Ardozyga haemaspila

Scientific classification
- Kingdom: Animalia
- Phylum: Arthropoda
- Clade: Pancrustacea
- Class: Insecta
- Order: Lepidoptera
- Family: Gelechiidae
- Genus: Ardozyga
- Species: A. haemaspila
- Binomial name: Ardozyga haemaspila (Lower, 1894)
- Synonyms: Gelechia haemaspila Lower, 1894; Protolechia haemaspila; Gelechia nana Lower, 1894;

= Ardozyga haemaspila =

- Authority: (Lower, 1894)
- Synonyms: Gelechia haemaspila Lower, 1894, Protolechia haemaspila, Gelechia nana Lower, 1894

Species of moth

Ardozyga haemaspila is a species of moth in the family Gelechiidae. It was described by Oswald Bertram Lower in 1894. It is found in Australia, where it has been recorded from New South Wales and South Australia.

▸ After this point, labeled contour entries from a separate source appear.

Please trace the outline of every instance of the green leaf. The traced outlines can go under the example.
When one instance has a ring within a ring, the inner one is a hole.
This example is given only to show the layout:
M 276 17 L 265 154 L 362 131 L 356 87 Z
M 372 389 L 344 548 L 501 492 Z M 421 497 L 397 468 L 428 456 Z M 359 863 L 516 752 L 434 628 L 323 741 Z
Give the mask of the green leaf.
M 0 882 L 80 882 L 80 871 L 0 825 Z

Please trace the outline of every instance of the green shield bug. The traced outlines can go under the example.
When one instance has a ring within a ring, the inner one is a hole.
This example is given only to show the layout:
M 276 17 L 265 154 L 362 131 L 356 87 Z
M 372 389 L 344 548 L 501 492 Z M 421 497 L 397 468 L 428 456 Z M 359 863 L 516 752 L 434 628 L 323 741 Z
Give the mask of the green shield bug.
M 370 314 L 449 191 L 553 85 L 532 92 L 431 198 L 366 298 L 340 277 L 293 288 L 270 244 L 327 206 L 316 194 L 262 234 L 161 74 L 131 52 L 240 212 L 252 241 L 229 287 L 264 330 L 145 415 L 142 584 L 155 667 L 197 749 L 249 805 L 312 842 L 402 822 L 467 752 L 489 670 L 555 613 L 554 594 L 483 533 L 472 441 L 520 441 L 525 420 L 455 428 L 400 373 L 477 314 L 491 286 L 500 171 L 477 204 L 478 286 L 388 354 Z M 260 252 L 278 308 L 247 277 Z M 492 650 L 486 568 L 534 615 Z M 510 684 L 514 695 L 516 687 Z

The wingspan is 15–16 mm. The forewings are pale ochreous, variably tinged with reddish, whitish, or brownish, the veins often marked with streaks of dark fuscous irroration (sprinkles). There are about six more-or-less indistinct small dark fuscous spots on the costa and a reddish-ochreous dot on the dorsum at one-fourth, and another (sometimes blackish) in the disc above it. A transverse reddish-ochreous or ferruginous blotch is found in the disc at two-fifths, sometimes edged with dark fuscous and whitish, sometimes very indistinct. The second discal stigma is blackish, usually with a similar dot beneath it and there is sometimes a black streak along the fold from near the base to the middle, and another in the disc from two-fifths to the termen beneath the apex. The hindwings are grey.